Presidential Debate Could Be Most Watched Ever

It will also involve more people monitoring it on social media than ever before

Hofstra debate stage. REUTERS/Brian Snyder — REUTERS
Sep 26, 2016 at 4:37 PM ET

The first presidential debate is tonight, and it might be the most watched debate ever. A new survey by Deep Root Analytics says “it is likely debate viewership will be somewhere between 81 and 94 million.” The New York Times reports viewership could be as high as 100 million, or as they describe it, “Super Bowl territory.”

Even at the low end of these estimates, the debate could well be record breaking. The 1980 debate between Jimmy Carter and Ronald Reagan, currently holds the title of highest rated presidential debate in history with over 80 million viewers.

The survey of registered voters also shed some light on how many debate viewers might be open to changing their minds. Twenty-four percent of those surveyed responded that the debates would be very or extremely important in making the decision of who to support for president. The actual percentage of those who might change their vote is somewhat lower, based on responses to a slightly different question. The survey found “only 12% of Registered Voters say they are either Extremely or Very open to changing their mind about who they support for President based on their debate performance [capitalization theirs].” The survey also found that 45 percent of undecided voters would be watching the debates, with 26 percent of them describing the debate as extremely of very important.

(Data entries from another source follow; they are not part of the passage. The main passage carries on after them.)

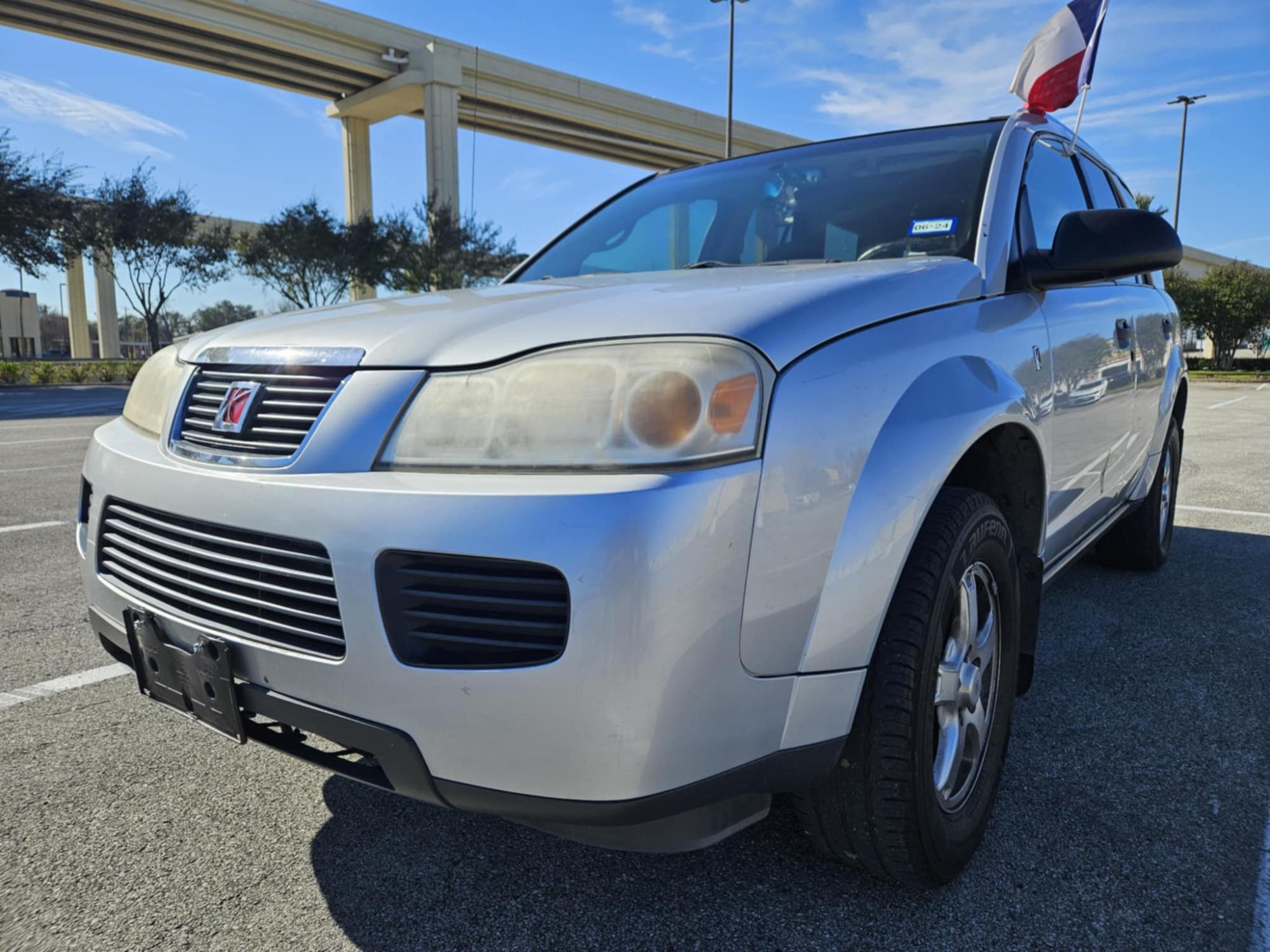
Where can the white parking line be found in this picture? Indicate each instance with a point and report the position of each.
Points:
(1227, 403)
(32, 469)
(51, 440)
(1224, 512)
(1262, 911)
(34, 526)
(46, 689)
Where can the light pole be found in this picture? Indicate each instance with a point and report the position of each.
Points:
(1188, 102)
(732, 31)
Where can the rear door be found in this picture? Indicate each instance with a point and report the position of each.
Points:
(1092, 350)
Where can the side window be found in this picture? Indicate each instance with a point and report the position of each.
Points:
(1098, 185)
(1053, 191)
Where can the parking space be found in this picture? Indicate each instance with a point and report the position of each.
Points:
(1133, 812)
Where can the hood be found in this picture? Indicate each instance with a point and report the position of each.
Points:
(782, 310)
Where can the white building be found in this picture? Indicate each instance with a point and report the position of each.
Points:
(20, 326)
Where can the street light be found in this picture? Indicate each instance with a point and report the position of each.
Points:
(1188, 102)
(732, 30)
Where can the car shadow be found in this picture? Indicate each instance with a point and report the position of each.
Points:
(62, 402)
(1131, 816)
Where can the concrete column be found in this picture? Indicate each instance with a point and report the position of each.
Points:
(443, 67)
(82, 346)
(107, 312)
(359, 204)
(441, 134)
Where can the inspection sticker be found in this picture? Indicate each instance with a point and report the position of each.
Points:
(933, 227)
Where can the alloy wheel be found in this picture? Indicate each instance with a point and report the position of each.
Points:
(966, 687)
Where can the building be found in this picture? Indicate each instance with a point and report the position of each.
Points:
(20, 326)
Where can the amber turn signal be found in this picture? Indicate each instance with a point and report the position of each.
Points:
(730, 403)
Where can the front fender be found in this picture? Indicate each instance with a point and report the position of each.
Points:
(863, 436)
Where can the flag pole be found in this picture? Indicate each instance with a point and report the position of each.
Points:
(1080, 112)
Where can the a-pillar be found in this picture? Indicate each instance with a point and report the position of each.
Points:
(107, 312)
(82, 346)
(444, 69)
(359, 204)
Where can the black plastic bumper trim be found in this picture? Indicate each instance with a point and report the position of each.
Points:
(778, 772)
(406, 772)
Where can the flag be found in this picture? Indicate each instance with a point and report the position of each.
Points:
(1060, 59)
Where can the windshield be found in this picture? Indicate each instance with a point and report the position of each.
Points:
(895, 195)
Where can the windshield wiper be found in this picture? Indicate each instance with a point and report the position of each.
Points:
(763, 265)
(803, 261)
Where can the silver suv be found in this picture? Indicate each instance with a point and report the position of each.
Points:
(750, 483)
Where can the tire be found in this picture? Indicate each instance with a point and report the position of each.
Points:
(1141, 541)
(879, 809)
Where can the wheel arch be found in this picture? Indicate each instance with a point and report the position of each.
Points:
(959, 423)
(1006, 464)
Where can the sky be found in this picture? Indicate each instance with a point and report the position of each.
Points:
(817, 69)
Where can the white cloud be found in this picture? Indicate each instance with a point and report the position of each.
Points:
(667, 27)
(926, 62)
(666, 49)
(138, 148)
(647, 17)
(97, 119)
(302, 109)
(531, 185)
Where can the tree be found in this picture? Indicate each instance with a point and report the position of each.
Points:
(220, 314)
(445, 251)
(1230, 305)
(1144, 201)
(312, 260)
(39, 228)
(161, 241)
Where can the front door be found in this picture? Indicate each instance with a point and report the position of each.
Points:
(1092, 348)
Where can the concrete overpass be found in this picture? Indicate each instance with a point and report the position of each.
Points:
(370, 70)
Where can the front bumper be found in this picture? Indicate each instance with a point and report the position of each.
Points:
(650, 695)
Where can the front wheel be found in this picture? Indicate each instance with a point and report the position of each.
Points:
(912, 793)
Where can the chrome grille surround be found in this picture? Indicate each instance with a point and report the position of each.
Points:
(293, 400)
(256, 586)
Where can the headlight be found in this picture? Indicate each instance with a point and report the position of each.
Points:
(596, 407)
(152, 392)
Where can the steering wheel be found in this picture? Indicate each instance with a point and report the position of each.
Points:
(887, 249)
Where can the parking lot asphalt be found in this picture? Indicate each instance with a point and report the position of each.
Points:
(1133, 812)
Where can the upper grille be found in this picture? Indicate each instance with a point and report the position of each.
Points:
(444, 611)
(290, 403)
(262, 587)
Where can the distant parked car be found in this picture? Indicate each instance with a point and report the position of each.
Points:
(749, 483)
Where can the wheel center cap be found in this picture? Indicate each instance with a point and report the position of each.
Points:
(970, 685)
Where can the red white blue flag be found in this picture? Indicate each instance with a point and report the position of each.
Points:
(1060, 59)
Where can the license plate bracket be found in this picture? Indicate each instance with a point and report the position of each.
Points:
(197, 682)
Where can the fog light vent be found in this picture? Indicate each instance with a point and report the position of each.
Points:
(444, 611)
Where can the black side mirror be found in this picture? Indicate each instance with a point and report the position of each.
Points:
(1104, 244)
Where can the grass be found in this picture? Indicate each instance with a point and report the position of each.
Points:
(1233, 376)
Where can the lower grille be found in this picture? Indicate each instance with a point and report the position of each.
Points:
(444, 611)
(261, 587)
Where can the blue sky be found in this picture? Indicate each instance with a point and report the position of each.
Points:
(817, 69)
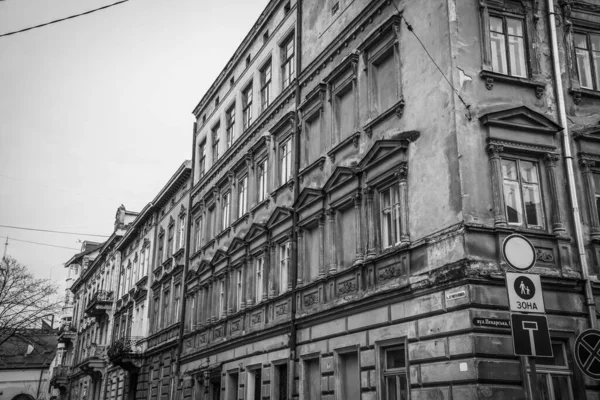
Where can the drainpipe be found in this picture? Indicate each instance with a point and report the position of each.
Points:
(562, 114)
(186, 265)
(293, 327)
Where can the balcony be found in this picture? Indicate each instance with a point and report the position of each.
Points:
(93, 360)
(127, 352)
(100, 304)
(67, 333)
(60, 377)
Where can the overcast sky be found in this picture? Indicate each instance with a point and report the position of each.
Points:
(96, 111)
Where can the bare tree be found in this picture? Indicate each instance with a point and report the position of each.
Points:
(24, 299)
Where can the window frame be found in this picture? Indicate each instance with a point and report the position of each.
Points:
(247, 100)
(287, 60)
(230, 125)
(504, 16)
(524, 224)
(594, 74)
(266, 84)
(215, 141)
(225, 209)
(285, 156)
(242, 191)
(202, 159)
(283, 267)
(259, 278)
(262, 179)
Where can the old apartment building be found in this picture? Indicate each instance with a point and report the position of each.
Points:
(355, 168)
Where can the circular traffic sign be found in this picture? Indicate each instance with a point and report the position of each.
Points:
(518, 252)
(587, 353)
(524, 287)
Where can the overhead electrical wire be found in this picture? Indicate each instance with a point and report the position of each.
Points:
(52, 231)
(64, 19)
(41, 244)
(411, 29)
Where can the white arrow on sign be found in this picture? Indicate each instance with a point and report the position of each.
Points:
(525, 292)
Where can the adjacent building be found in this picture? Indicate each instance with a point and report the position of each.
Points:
(355, 169)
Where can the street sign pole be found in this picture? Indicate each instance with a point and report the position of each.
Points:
(533, 379)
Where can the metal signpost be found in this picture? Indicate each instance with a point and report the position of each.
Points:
(587, 353)
(531, 335)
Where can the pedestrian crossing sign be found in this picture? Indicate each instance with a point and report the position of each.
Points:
(525, 293)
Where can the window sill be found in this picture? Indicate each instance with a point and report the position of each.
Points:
(579, 93)
(240, 220)
(490, 77)
(207, 245)
(257, 207)
(352, 139)
(397, 109)
(223, 233)
(319, 163)
(289, 184)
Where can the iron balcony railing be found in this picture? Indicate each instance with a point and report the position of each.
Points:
(125, 347)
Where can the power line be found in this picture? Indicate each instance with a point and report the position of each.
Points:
(63, 19)
(51, 231)
(42, 244)
(410, 28)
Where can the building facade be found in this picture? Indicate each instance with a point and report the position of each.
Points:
(337, 235)
(347, 227)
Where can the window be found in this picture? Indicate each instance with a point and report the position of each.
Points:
(507, 44)
(247, 106)
(198, 233)
(161, 245)
(147, 257)
(262, 180)
(215, 142)
(239, 286)
(285, 161)
(587, 52)
(311, 382)
(348, 377)
(171, 232)
(522, 194)
(265, 86)
(181, 235)
(554, 378)
(143, 263)
(225, 210)
(393, 373)
(258, 282)
(287, 61)
(390, 216)
(202, 159)
(221, 298)
(166, 311)
(232, 386)
(242, 196)
(230, 120)
(343, 110)
(280, 388)
(596, 178)
(175, 311)
(284, 261)
(254, 384)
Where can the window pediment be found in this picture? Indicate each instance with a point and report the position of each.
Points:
(219, 256)
(381, 150)
(255, 231)
(279, 215)
(307, 197)
(521, 118)
(340, 176)
(236, 244)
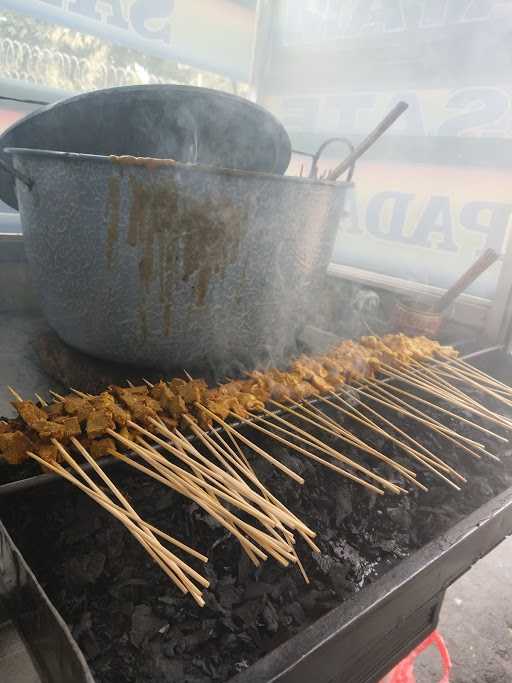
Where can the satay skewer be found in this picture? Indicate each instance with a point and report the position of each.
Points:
(225, 478)
(41, 400)
(312, 456)
(253, 446)
(247, 491)
(202, 500)
(340, 432)
(440, 409)
(429, 456)
(340, 456)
(129, 508)
(479, 374)
(14, 393)
(224, 455)
(123, 518)
(449, 370)
(436, 380)
(176, 563)
(428, 463)
(334, 453)
(467, 403)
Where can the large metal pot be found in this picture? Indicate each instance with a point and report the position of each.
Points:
(173, 265)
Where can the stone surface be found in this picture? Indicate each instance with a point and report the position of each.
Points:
(476, 624)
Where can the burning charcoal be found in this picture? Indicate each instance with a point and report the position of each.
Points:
(296, 612)
(228, 595)
(144, 624)
(324, 562)
(270, 617)
(338, 575)
(245, 568)
(343, 504)
(257, 590)
(249, 611)
(87, 568)
(156, 667)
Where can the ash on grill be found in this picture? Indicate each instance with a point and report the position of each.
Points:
(133, 627)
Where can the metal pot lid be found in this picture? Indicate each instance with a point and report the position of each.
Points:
(167, 121)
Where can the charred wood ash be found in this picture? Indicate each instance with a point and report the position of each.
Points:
(132, 624)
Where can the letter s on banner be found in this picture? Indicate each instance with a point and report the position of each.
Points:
(143, 11)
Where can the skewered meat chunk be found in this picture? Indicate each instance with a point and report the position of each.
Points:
(29, 412)
(13, 447)
(71, 425)
(120, 415)
(77, 406)
(194, 391)
(47, 429)
(101, 447)
(49, 452)
(98, 422)
(55, 409)
(140, 404)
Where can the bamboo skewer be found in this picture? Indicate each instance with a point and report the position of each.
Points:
(437, 376)
(202, 500)
(405, 471)
(122, 517)
(370, 392)
(449, 370)
(285, 515)
(131, 513)
(115, 490)
(340, 456)
(312, 456)
(437, 379)
(466, 403)
(253, 446)
(244, 488)
(437, 427)
(427, 458)
(271, 529)
(477, 373)
(342, 433)
(472, 424)
(431, 465)
(166, 477)
(336, 454)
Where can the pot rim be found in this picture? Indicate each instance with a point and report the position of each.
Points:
(135, 162)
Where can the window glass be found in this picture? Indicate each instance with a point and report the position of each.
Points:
(435, 191)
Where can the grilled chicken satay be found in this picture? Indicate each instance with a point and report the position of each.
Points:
(90, 417)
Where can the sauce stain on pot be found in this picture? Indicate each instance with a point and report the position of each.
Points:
(114, 201)
(194, 236)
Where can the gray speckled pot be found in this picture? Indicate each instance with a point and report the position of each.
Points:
(174, 265)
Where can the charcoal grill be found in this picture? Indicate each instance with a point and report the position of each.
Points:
(358, 642)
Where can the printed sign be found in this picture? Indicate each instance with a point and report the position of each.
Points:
(482, 111)
(426, 224)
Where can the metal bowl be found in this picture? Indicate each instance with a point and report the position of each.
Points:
(174, 265)
(180, 122)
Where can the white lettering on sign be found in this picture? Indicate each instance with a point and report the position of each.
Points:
(435, 223)
(149, 19)
(479, 111)
(309, 22)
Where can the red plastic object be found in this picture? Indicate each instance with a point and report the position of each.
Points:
(404, 672)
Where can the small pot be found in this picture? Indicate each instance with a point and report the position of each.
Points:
(414, 319)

The survey also looked at how people will be watching the debate tonight. It found that 27 percent of registered voters will also follow the debate through social media like Twitter and Facebook, and that “among those that plan to watch all of the debate, nearly 4 out of 10 (38%) will be using social media at the same time.” This is much higher than the number of people who watched the the first 2012 presidential debate on multiple screens, which was only 11 percent.